Впрочем, справедливости ради стоит уточнить: вообще-то «Зорям…» предшествовала другая повесть Васильева – «Иванов катер». Ею в 1967 году заинтересовался завотделом прозы журнала «Знамя» Василий Катинов, который когда-то консультировал начинающих сценаристов на киностудии «Мосфильм». Катинов купился на тему: в редакционном портфеле тогда крайне плохо обстояли дела с вещами о современности, а Васильев рассказывал о буднях волжских лесосплавщиков. Но когда он вчитался в текст, то схватился за голову. Васильев, получалось, не восхвалял лесосплавщиков, а очернял их, а такое Катинов порекомендовать в печать не рискнул.

Позже Васильев с отвергнутой в «Знамени» вещью постучался в «Новый мир». Его даже подпустили к самому Твардовскому. Поэт, пробежав повесть по диагонали, распорядился начать подготовку рукописи к печати. Но вскоре Твардовского из «Нового мира» выдавили.

Но еще до знакомства с Твардовским Васильеву в какой-то газете попалась заметка о подвиге семерых советских солдат, которые в начале войны помешали немецким диверсантам перерезать железную дорогу Петрозаводск–Мурманск. Из этих семерых бойцов выжил только сержант. Васильев переосмыслил эту историю, и у него сержант стал командовать не солдатами, а девчатами-зенитчицами. Причем одну из героинь он списал со своей жены. А когда повесть была готова, Васильев по почте отправил рукопись в редакцию журнала «Юность», где ее из огромного потока графоманских опусов выделил Изидор Винокуров (он-то потом и положил эту вещь на стол Полевого, правда, тогда она называлась «Всего-то несколько дней»).
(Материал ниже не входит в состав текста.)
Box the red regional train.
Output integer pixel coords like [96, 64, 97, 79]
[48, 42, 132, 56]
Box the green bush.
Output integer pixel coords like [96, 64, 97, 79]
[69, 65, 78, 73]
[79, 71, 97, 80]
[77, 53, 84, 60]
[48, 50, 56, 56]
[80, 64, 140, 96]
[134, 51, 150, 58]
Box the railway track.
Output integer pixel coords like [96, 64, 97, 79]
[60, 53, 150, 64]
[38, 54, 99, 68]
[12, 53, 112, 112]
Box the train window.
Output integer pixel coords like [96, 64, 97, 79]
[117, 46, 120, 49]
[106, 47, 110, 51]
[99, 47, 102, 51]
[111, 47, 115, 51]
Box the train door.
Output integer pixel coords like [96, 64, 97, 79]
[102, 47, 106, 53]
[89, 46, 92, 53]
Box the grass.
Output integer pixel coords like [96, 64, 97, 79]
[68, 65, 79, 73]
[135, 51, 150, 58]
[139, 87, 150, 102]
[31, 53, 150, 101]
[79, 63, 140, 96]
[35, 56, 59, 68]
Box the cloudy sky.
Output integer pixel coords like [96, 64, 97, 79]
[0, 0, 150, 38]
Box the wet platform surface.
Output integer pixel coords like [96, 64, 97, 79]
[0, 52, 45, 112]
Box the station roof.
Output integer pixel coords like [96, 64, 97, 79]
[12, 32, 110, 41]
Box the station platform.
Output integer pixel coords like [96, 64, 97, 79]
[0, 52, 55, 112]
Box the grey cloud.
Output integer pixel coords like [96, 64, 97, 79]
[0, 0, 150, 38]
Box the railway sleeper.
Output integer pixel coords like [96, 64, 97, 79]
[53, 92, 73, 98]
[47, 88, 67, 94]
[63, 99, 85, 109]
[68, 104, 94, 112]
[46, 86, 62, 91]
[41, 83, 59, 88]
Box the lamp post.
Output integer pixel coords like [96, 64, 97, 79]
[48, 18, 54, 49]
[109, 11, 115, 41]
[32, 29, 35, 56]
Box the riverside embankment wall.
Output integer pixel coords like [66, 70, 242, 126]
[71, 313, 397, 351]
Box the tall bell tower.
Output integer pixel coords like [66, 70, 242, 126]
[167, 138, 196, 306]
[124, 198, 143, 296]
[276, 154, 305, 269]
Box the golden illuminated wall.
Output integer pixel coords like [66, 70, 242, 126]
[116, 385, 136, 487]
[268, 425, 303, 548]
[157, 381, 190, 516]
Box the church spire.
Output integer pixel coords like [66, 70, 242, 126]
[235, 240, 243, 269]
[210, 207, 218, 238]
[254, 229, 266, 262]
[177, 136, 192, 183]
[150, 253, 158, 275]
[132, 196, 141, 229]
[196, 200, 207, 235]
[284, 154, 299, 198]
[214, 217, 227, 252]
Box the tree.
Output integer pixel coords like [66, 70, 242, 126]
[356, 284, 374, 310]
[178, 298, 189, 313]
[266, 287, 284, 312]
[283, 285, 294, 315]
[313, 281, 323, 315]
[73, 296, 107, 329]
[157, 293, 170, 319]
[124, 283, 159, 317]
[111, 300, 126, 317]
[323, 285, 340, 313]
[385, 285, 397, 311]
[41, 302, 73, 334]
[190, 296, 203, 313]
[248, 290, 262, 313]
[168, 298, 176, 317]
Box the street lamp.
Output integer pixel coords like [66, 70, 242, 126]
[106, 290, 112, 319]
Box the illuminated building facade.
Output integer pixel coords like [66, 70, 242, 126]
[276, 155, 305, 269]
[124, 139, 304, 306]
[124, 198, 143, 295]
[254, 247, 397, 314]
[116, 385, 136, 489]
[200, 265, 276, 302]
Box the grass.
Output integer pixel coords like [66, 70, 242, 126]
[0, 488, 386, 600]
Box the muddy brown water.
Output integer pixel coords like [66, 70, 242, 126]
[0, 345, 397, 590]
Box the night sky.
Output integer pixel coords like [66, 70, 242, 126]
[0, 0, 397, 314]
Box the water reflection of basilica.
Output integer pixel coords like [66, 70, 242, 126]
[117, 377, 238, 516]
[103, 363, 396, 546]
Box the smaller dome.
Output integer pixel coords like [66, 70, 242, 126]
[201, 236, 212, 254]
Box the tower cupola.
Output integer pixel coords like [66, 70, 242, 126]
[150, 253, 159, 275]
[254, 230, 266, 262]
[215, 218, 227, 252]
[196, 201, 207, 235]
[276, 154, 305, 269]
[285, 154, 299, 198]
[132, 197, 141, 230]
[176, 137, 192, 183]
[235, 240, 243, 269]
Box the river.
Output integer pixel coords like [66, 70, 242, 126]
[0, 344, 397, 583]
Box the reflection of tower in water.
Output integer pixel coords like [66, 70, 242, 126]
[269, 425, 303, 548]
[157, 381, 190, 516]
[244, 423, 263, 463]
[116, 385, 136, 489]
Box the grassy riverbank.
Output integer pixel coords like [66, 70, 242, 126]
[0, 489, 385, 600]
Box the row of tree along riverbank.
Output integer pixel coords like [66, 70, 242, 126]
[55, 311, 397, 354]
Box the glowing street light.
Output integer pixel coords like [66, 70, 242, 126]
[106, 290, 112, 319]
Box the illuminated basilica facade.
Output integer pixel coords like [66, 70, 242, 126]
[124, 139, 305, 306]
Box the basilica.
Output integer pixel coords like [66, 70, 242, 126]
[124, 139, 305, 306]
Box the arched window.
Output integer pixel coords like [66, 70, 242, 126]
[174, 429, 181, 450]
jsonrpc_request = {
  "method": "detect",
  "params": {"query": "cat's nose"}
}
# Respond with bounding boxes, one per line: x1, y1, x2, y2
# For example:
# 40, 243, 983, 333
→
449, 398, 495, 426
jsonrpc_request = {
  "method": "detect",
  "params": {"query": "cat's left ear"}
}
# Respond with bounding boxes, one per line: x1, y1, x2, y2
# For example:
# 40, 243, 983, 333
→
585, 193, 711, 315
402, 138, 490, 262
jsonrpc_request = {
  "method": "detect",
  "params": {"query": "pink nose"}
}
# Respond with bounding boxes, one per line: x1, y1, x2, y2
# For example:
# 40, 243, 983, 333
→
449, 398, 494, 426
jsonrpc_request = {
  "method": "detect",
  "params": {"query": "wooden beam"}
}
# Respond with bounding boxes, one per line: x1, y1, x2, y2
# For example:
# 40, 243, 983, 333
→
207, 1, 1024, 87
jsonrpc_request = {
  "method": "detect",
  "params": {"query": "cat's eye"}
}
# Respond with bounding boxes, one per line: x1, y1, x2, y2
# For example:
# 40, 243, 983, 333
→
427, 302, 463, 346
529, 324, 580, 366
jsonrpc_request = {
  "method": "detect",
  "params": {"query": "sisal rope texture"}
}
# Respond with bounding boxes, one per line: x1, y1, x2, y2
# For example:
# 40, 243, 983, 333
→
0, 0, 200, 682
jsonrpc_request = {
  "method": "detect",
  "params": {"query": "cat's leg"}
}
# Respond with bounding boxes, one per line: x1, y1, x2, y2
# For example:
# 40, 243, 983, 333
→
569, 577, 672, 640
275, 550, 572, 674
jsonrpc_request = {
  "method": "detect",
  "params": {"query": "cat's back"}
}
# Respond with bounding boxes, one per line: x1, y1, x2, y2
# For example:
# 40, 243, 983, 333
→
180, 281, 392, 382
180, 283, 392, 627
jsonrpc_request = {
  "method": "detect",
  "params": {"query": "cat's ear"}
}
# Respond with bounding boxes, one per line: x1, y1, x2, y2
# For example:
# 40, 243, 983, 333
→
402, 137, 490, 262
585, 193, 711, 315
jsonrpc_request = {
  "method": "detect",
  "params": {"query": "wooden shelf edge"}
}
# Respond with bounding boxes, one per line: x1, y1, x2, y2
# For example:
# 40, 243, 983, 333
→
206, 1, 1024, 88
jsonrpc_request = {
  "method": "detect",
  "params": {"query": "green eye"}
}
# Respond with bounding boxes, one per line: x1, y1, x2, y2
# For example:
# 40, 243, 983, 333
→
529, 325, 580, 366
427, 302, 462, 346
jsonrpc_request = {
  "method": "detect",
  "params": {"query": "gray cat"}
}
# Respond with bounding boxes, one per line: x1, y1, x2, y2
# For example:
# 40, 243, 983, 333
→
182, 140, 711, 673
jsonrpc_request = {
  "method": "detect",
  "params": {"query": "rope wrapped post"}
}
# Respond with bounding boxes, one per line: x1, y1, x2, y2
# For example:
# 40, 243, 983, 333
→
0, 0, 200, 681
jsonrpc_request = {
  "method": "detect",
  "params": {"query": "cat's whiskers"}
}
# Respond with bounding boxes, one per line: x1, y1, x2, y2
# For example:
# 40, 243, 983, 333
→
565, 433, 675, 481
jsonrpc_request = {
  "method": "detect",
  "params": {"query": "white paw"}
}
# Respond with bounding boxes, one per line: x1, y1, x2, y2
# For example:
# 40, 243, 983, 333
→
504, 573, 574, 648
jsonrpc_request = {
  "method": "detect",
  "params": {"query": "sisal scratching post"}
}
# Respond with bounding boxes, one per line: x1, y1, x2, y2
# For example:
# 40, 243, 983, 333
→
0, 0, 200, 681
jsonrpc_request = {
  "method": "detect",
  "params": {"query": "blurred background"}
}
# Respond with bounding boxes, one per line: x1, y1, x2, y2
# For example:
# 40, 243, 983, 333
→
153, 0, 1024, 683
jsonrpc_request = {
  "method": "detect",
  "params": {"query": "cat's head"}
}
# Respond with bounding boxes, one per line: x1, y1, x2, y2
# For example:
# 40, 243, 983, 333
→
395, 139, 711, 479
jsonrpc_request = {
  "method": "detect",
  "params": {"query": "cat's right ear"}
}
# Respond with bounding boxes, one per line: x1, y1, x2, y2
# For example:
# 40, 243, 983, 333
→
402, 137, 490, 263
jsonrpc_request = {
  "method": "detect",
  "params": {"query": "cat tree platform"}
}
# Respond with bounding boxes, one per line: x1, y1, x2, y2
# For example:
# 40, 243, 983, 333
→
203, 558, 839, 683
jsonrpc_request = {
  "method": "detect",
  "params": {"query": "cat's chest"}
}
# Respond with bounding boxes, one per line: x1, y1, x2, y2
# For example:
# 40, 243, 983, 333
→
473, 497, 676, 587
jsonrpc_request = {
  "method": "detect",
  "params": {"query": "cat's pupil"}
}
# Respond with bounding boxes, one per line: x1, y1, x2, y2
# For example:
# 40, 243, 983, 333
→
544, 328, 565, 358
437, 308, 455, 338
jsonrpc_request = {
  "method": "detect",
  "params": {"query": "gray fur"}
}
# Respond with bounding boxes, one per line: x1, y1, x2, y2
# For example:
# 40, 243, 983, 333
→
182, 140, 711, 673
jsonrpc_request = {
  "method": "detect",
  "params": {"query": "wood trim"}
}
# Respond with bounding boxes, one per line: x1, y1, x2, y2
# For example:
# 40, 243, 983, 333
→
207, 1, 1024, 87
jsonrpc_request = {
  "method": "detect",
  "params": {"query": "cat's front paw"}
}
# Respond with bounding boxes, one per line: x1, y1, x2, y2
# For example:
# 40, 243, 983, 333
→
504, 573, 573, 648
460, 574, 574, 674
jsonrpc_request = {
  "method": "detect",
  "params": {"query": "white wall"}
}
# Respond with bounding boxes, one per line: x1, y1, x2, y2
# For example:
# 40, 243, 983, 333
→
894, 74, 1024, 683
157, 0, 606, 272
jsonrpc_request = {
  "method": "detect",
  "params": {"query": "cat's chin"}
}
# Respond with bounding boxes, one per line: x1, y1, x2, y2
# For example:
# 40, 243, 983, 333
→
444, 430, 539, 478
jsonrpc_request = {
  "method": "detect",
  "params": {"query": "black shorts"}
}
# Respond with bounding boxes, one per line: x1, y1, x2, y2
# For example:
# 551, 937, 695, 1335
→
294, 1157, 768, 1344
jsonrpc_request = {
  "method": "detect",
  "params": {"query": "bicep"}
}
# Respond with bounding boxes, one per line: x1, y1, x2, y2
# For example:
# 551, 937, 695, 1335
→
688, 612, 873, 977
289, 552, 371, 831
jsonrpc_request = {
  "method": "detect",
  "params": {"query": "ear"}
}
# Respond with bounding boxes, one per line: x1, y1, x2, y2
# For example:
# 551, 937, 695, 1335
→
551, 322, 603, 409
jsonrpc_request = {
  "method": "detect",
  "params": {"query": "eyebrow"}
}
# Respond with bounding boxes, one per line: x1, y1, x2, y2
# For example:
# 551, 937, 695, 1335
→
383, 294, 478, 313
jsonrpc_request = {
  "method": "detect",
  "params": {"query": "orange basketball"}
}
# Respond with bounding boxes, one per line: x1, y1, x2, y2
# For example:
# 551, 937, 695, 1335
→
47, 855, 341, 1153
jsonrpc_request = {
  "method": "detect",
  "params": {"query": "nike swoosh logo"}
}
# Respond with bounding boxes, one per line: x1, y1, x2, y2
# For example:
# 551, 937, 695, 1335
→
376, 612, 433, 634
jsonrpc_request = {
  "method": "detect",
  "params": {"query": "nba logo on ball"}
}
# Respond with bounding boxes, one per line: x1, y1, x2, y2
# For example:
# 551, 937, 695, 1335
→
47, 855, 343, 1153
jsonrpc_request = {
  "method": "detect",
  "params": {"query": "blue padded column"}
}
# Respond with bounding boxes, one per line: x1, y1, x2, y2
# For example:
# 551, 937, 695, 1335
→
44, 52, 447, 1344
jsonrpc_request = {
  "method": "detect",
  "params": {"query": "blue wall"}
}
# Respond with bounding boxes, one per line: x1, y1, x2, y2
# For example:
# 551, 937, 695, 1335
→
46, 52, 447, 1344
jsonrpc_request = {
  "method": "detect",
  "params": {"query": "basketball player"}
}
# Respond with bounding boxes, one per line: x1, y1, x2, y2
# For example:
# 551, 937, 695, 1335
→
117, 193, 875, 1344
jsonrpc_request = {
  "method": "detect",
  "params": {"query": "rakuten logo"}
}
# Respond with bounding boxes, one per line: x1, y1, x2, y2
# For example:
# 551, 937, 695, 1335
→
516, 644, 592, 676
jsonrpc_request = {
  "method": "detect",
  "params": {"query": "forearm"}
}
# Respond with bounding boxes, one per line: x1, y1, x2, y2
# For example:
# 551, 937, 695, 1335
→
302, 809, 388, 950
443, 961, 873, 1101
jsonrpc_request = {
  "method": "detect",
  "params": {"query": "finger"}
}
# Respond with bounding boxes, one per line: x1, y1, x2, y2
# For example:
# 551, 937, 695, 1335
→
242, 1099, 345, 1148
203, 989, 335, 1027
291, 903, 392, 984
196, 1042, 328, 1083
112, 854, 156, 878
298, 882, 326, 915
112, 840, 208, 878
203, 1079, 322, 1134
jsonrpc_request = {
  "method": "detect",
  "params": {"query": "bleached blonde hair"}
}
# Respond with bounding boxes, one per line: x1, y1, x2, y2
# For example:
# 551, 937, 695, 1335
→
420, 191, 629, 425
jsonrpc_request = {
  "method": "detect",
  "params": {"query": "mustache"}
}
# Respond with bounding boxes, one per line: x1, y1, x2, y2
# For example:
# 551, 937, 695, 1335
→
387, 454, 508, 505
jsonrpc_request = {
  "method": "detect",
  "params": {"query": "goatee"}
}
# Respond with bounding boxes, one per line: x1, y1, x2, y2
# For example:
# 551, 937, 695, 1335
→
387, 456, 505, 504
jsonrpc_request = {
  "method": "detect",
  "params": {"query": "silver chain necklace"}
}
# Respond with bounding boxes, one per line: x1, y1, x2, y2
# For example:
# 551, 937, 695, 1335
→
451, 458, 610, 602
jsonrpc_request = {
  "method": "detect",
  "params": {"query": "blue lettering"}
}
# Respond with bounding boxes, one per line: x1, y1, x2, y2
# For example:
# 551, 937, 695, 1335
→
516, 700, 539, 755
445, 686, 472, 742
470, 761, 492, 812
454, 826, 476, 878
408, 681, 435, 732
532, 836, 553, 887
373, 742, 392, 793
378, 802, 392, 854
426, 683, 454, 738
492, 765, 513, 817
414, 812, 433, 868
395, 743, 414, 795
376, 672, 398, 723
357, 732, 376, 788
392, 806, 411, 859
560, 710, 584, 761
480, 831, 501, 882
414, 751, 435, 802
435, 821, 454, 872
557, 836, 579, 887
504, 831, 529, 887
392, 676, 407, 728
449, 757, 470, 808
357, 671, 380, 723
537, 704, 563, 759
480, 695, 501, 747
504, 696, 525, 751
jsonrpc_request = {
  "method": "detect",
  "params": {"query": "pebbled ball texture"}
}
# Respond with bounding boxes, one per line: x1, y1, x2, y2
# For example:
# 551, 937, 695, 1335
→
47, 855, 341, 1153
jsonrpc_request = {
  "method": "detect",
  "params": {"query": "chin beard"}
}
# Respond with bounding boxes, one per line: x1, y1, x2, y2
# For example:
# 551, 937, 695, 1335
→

После публикации «Зорь…» в «Юности» Васильев стал ждать номера «Нового мира» с предыдущей своей повестью – «Иванов катер». Но, как я уже упоминал, в начале 1970 года Твардовского из «Нового мира» выдавили. Часть авторов этого журнала, когда об этом узнала, сразу в знак протеста забрала свои рукописи, а Васильев никаких публичных демаршей устраивать не стал (он доверился судьбе). И так получилось, что «Иванов катер» глянулся новому редактору «Нового мира» – Валерию Косолапову. Он дал повесть в двух летних номерах журнала. И тут же на Васильева посыпались упреки в предательстве Твардовского. А он, подчеркну, никого не предавал.

Я нашел в РГАЛИ неизвестный собственноручно написанный им один из вариантов его биографии. Поступая весной 1956 года на сценарные курсы кинематографического главка Минкультуры СССР, он сообщил о себе:

«Я – Васильев Борис Львович родился 21 мая 1924 г. в г. Смоленске в семье военнослужащего. Отец – Васильев Лев Александрович, рожд. 1892 года – до революции – служащий, с 1918 года – в Красной Армии. Член КПСС с 1942 года, в 1946 году вышел в отставку. В настоящее время – пенсионер.

Мать – Васильева Елена Николаевна рожд. 1892 г. Домохозяйка.

В 1933 году поступил в школу, которую закончил в 1942 году. В 1939 г. вступил в ВЛКСМ. В 1942 году был призван в Советскую Армию. Находясь в Советской Армии, служил в пехоте, в воздушно-десантных частях. В 1943 году поступил на II-й инженерно-танковый факультет военной орд Ленина академии бронетанковых и механизированных войск им. Сталина, который закончил в июле 1948 года. По окончании был направлен на работу в качестве помощника военного представителя сначала на Уралмашзавод, потом на Горьковский автомобильный завод.

В 1953 году демобилизовался из Советской Армии. Тогда же написал пьесу «Персональное дело», которая обсуждалась на семинаре драматургов РСФСР (рецензент Крон А.А.). В 1954 году написал драму «Танкисты», посвященную Советской Армии. Драма была принята к постановке Центральным Театром Советской Армии. Постановка осуществлена в декабре 1955 года под названием «Офицер» (режиссер И.П. Ворошилов). Однако спектакль задержан Главным Политуправлением Советской Армии.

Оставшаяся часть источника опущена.